(La Nación, desde Madrid.
Ciudad Autónoma de Buenos Aires, domingo 3 de julio de 2015)- César Aira apenas
concede entrevistas en su país. "Me absorbían mucho y corté con
todo", explica. "Así me hice una fama de ermitaño y malo, que no lo
soy". Aira llegó a Madrid para presentar la biblioteca de autor que
Literatura Random House acaba de dedicarle y que incluye títulos como Las
noches de Flores, Episodios en la vida del pintor viajero o El cerebro musical.
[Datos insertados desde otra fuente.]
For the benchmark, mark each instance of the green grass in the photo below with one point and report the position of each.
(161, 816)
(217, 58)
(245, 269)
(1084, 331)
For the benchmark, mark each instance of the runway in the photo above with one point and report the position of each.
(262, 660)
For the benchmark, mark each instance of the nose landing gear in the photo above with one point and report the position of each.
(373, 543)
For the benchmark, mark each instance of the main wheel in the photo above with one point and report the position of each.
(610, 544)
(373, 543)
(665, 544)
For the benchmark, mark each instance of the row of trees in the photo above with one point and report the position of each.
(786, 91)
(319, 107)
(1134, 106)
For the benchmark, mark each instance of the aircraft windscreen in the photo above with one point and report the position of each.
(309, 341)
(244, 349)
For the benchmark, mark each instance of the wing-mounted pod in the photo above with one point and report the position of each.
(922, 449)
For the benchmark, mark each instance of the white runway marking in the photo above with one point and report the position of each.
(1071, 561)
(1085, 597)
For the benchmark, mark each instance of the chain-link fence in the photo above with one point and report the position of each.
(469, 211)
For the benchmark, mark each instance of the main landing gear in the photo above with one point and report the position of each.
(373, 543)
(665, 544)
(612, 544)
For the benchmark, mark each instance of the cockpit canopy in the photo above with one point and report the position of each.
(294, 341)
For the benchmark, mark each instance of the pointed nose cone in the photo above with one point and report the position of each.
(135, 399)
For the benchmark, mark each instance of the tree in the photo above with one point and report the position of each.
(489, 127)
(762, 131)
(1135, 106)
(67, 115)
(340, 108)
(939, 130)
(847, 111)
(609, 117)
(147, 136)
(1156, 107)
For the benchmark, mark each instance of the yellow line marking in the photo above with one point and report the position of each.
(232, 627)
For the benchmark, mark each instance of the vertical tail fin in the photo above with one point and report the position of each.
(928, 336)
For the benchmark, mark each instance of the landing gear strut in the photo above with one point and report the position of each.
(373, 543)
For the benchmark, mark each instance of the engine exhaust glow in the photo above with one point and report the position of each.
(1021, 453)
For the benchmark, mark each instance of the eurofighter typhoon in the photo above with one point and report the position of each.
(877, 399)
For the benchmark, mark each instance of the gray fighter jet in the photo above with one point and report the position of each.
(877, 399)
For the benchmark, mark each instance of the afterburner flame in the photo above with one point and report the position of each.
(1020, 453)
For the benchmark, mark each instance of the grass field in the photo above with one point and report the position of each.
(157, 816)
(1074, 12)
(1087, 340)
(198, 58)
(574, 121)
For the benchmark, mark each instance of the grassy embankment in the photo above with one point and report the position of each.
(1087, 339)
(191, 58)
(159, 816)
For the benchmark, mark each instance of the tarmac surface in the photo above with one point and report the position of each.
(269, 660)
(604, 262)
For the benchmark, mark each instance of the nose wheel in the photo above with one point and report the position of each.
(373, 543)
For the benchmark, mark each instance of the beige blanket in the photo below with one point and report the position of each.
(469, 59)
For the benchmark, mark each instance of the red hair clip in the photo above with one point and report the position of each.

Él corresponde sometiéndose a un tercer grado: "Lo hago porque me siento culpable
con los editores. No soy buen negocio para ellos".
-¿Qué le parece tener
una biblioteca con su nombre?
-Está bien. Me da
prestigio, me pone a la altura de qué sé yo? Saramago [ríe]. Me hincho de
orgullo.
-La biblioteca coincide
con su libro Sobre el arte contemporáneo. ¿Qué puede aprender un escritor de un
artista como Marcel Duchamp?
-La fascinación por
Duchamp me viene de que su obra es de interpretación inagotable. También de su
juego de ideas.
-¿Cuál sería el
equivalente literario de Duchamp?
-Podría ser Borges,
aunque no tenía ese costado dadaísta. El suyo es un juego de la inteligencia
transparente.
-¿Cómo establece el
recorrido argumental de una idea? Algunas podrían dar de sí el doble o la
mitad.
-El relato tiene que
tener un marco, y el mío es de alrededor de 100 páginas. El argumento se va
armando solo. A veces, cuando paso a la computadora lo que escribo, voy mirando
el contador. Con 20.000 palabras ya sale un librito.
-El arte ha asumido la
revolución de Duchamp, pero la literatura sigue siendo muy tradicional.
-Si uno ve los
experimentos que se hacen en las artes plásticas o en la música se da cuenta de
que la literatura tiene un sustento tradicional del que no puede salir sin
volverse otra cosa.
-¿La literatura tiene
alguna utilidad social?
-Si es literatura como
arte, no. La literatura no te enseña nada más que el placer, el mismo placer
que mirar Las meninas. Uno no aprende nada sobre Velázquez.
-Alguna vez ha dicho
que le interesa más lo nuevo que lo bueno. ¿Lo nuevo no caduca?
-Había trampa: lo nuevo
también tiene que ser bueno. La apuesta del escritor es que lo que hace cambie
algo. Hay mucha industria literaria pero poca historia de la literatura. Nada
cambia, todo es marcar el paso. Se siguen escribiendo buenas novelas, incluso
buenísimas, ¿y qué? Todo se estancó. Se estancó en lo bueno.
-En El congreso de
literatura se propone clonar a un genio y elige a Carlos Fuentes. ¿A quién
clonaría hoy?
-A Vargas Llosa. ¡Un
ejército de Vargas para conquistar el mundo! Lo de Fuentes lo hice con cariño,
era buen amigo. Me devolvió la broma haciendo que me dieran el Premio Nobel en
una novela suya.
-Si se lo dieran...
-Lo aceptaría por la
plata. Este año fui finalista en un premio y empecé a gastar imaginariamente.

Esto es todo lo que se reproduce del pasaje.